I looked for something that would let me show the reader both the magnitude of the differences between the distribution of disclosure around the political events, and, because disclosure timing is noisy–especially due to weekends–the uncertainty associated with the magnitudes. Now, visualization is a deep rabbit hole worth diving into, but I wanted something that was only a step or so removed from a histogram. I settled on a plotting kernel density estimation, not because it’s the only way to do such a thing, but because it is relatively straightforward to implement and explain.

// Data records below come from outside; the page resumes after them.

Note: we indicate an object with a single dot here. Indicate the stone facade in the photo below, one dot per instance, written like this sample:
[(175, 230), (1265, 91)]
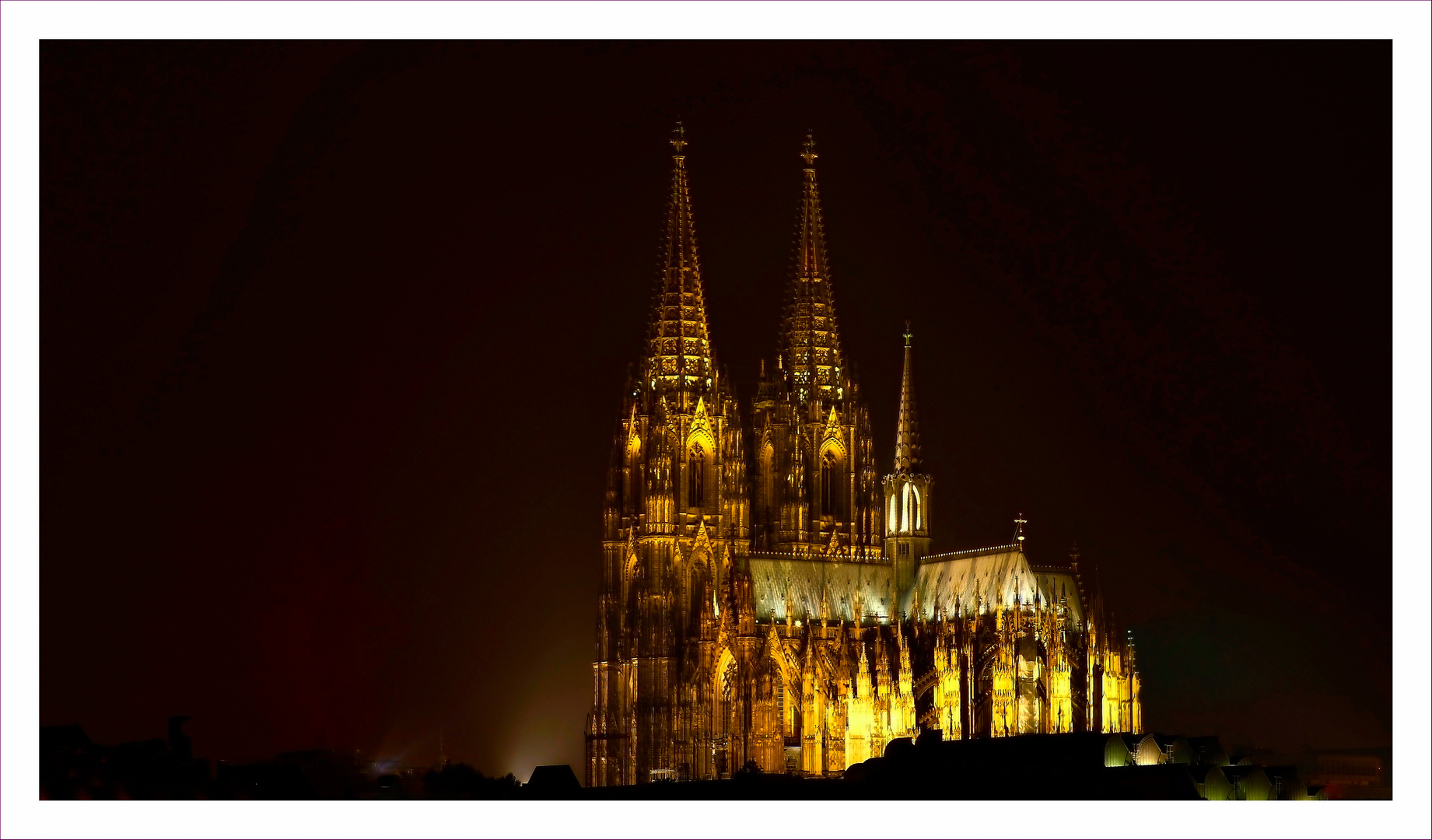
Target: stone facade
[(766, 596)]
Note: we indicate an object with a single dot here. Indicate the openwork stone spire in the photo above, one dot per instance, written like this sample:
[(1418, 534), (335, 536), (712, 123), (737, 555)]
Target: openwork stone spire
[(907, 431), (811, 344), (679, 355)]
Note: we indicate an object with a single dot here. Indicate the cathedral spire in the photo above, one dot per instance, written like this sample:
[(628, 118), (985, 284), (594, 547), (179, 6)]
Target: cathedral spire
[(810, 341), (907, 431), (679, 354)]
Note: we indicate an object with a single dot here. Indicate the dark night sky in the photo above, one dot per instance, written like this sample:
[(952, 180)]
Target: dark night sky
[(333, 338)]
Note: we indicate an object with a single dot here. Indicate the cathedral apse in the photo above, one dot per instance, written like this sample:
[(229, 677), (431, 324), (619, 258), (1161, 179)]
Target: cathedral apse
[(769, 593)]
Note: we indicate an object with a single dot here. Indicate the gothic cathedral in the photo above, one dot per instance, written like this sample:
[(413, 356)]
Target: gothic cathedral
[(768, 596)]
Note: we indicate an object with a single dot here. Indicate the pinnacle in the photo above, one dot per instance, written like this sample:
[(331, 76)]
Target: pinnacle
[(811, 342), (907, 434)]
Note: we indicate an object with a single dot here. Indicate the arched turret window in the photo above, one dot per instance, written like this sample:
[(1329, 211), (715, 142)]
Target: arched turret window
[(768, 475), (696, 477), (828, 482)]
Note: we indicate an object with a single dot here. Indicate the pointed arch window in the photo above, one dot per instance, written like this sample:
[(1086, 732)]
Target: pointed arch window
[(829, 475), (696, 477)]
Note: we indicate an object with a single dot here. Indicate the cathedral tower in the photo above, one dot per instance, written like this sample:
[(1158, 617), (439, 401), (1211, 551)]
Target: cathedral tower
[(797, 618), (815, 470), (676, 513), (907, 490)]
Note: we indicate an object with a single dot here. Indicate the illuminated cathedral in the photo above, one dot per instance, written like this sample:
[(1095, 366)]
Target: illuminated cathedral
[(769, 591)]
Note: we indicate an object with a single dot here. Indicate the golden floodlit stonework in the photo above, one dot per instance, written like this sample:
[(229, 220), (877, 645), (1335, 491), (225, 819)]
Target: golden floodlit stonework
[(769, 596)]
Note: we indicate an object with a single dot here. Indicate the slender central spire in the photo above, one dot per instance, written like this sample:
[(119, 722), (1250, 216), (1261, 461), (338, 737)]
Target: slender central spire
[(811, 342), (907, 432), (679, 354)]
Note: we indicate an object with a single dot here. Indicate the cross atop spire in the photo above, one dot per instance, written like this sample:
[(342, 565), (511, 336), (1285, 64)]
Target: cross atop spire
[(808, 153), (907, 429), (679, 138)]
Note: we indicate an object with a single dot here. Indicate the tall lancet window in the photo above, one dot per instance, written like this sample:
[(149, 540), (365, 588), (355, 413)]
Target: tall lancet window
[(696, 478), (828, 478)]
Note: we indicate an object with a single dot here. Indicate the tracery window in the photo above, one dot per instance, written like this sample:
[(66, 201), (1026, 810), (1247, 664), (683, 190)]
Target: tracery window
[(828, 478), (696, 477)]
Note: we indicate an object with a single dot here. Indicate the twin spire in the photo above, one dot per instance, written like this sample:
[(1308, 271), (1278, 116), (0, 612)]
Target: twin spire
[(679, 354)]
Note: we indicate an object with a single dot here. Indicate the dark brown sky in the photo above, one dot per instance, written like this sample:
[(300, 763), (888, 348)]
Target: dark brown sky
[(333, 338)]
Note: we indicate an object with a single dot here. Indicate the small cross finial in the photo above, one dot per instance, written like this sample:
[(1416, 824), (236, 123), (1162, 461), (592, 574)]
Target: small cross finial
[(810, 151)]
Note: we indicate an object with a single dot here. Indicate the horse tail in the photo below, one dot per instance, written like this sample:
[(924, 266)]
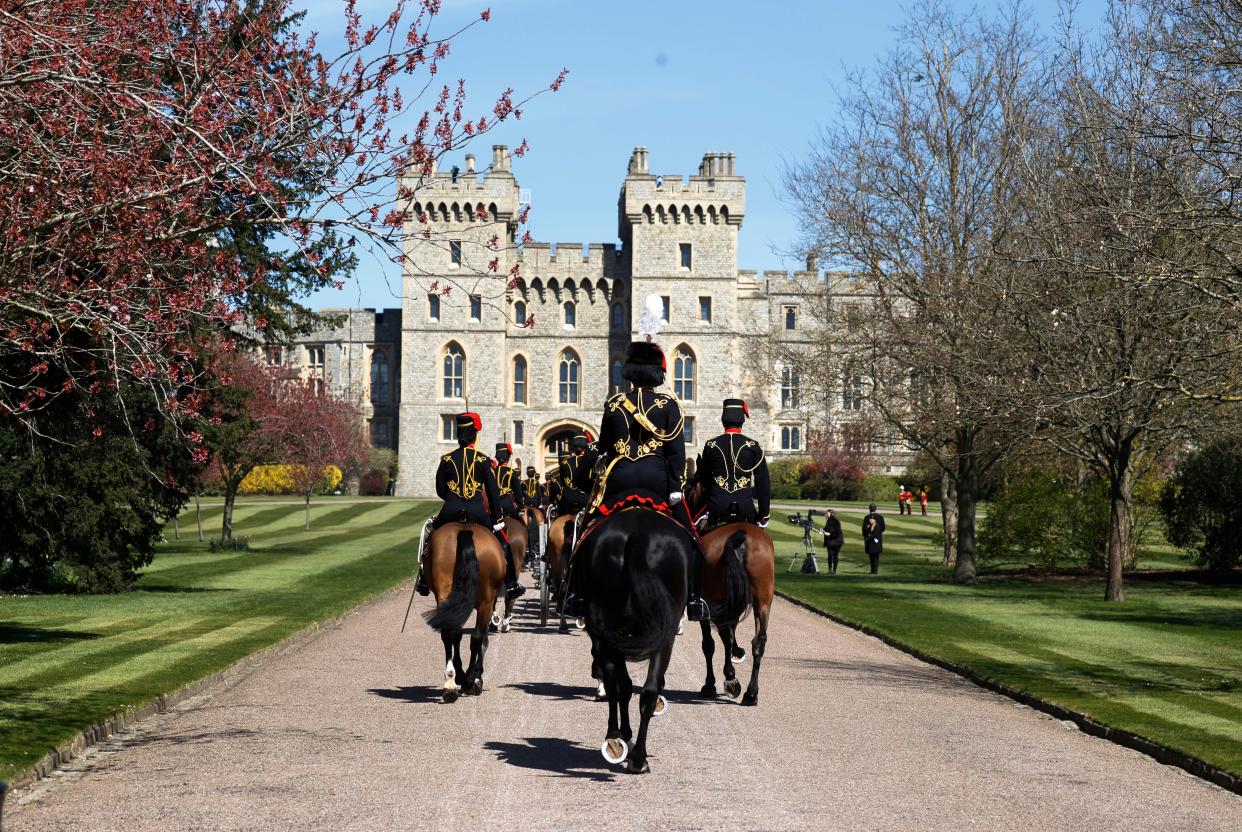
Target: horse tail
[(737, 579), (452, 612), (655, 609)]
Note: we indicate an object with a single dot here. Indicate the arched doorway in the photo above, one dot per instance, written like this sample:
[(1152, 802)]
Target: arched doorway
[(553, 438)]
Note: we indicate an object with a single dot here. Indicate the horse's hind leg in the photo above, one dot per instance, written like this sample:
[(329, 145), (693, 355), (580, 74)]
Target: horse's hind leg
[(708, 688), (732, 686), (756, 652), (647, 700)]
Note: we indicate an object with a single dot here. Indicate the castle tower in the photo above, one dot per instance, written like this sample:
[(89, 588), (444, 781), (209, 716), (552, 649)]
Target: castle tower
[(461, 221), (681, 240)]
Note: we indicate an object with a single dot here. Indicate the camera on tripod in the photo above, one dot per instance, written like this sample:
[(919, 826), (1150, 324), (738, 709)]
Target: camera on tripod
[(805, 522)]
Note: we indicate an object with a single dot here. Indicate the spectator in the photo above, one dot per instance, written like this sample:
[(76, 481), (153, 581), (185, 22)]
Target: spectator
[(873, 537), (834, 538)]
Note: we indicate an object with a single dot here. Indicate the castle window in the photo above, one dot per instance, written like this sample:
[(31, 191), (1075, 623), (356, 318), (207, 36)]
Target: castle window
[(789, 388), (615, 379), (683, 374), (519, 380), (455, 371), (569, 370), (379, 378), (706, 309), (790, 437)]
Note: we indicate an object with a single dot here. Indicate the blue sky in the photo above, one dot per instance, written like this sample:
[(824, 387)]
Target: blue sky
[(682, 77)]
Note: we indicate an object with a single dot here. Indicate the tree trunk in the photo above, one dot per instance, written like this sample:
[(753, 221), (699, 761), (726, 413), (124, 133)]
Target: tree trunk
[(949, 515), (1120, 518), (198, 513), (965, 570)]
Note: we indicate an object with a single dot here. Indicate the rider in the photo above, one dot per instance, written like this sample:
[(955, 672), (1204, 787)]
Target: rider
[(504, 474), (463, 478), (733, 473)]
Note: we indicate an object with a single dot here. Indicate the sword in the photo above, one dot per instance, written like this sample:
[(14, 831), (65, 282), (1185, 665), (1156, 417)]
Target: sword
[(414, 590)]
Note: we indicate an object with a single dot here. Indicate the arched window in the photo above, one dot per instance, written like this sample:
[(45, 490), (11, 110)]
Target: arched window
[(455, 373), (379, 378), (569, 376), (615, 379), (683, 374), (789, 388), (519, 380)]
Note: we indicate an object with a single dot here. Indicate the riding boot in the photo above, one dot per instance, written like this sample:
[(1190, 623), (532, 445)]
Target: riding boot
[(696, 609), (512, 589)]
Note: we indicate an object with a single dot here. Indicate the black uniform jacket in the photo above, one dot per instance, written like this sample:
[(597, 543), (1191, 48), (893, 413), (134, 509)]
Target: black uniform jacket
[(532, 492), (733, 474), (462, 479), (504, 481), (873, 537), (642, 445), (834, 538)]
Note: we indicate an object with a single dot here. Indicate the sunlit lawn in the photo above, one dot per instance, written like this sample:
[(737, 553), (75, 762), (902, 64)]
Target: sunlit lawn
[(67, 662)]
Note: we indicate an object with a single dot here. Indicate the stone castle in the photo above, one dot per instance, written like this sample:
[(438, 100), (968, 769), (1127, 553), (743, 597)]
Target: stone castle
[(535, 385)]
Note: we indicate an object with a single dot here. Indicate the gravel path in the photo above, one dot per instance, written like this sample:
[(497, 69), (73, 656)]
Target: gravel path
[(348, 733)]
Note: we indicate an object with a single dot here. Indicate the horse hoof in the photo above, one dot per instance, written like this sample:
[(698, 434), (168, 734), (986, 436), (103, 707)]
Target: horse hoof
[(615, 750), (632, 766)]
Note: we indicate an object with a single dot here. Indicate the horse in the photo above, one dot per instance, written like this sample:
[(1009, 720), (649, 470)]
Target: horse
[(739, 571), (634, 570), (466, 570), (517, 533)]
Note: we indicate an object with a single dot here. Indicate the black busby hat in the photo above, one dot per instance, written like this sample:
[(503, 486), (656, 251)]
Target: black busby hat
[(468, 425), (734, 412)]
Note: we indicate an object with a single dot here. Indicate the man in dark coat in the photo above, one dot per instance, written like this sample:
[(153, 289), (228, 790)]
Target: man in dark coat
[(834, 538), (873, 537), (463, 478), (733, 473)]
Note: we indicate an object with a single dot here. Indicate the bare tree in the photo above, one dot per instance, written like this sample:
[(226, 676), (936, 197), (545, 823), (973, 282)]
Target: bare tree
[(913, 189)]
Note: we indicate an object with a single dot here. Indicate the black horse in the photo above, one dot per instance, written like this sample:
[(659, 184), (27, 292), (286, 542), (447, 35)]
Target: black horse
[(632, 570)]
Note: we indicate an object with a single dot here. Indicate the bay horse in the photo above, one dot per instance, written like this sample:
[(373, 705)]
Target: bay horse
[(739, 571), (466, 570), (634, 571), (517, 533)]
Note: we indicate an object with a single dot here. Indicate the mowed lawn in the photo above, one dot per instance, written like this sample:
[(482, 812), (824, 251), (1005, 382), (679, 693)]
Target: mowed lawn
[(1166, 663), (67, 662)]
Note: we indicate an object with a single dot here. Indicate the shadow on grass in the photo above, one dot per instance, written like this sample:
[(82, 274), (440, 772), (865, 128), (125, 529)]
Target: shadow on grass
[(555, 755), (13, 632)]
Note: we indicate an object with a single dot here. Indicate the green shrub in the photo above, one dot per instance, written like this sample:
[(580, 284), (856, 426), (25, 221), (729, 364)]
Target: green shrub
[(1201, 508)]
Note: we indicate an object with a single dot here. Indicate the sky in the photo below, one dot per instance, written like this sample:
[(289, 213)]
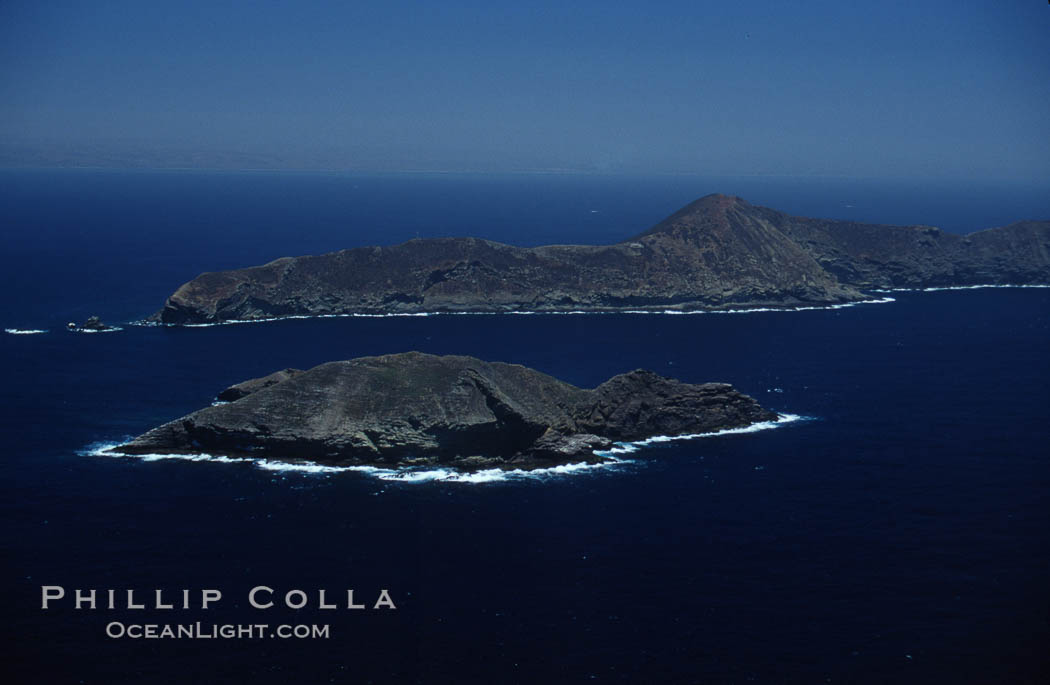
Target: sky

Here’s a quick example in Stata:
First install these:
ssc install moremata
ssc install kdens
Then generate some data:
clear
set obs 10000
generate group = (_n <= 5000)
/* post event pattern for group 1 */
generate days_to_event = rbeta(2,6)*15 if inrange(_n,0,2500)==1
/* preevent patter for group 1 */
replace days_to_event = runiform(-30,0) if inrange(_n,2501,5000)==1
/* post event pattern for group 2 */
replace days_to_event = runiform(0,30) if inrange(_n,5001,7500)==1
/* pre event patter for group 2 */
replace days_to_event = rbeta(2,2)*-15 if inrange(_n,7501,10000)==1
/* hist shows the basic patterns */
histogram days_to_event, by(group)
Next use kdens
to estimate functions for each group setting aside a density d
, and an upper and lower confidence interval bound (ci
) for each day to the event x
:
#delimit ;
kdens days_to_event if group==1,
gen(d1 x1)
ci(ci1_1 ci1_2)
;
kdens days_to_event if group==0,
gen(d0 x0)
ci(ci0_1 ci0_2)
;
#delimit cr
You’ll notice that this actually creates a plot (see help kdens
for the option to suppress this). We want to combine them via twoway
as follows:
#delimit ;
twoway
rarea ci0_1 ci0_2 x0 , color(orange%20) || // ci for group 0
line d0 x0, lc(orange) || // line for group 0
rarea ci1_1 ci1_2 x1 , color(blue%20) || // ci for group 1
line d1 x1, lc(blue) // line for group 1
legend(
order(1 "group 0" 3 "group 1") // # ref to order above
pos(11) ring(0) col(1) // location of legend
)
;
#delimit cr
This yields a plot allowing us to compare the distribution across the two groups! Interpretation is simple, when the orange isn’t touching the blue group zero and group one are different, and the difference–for those who care about such things–is statistically significant.
Helpfully, kdens
uses the standard notation for weights so you can easily incorporate weights from something like ebalance
into the model and control for covariates in a way you couldn’t in a simple histogram.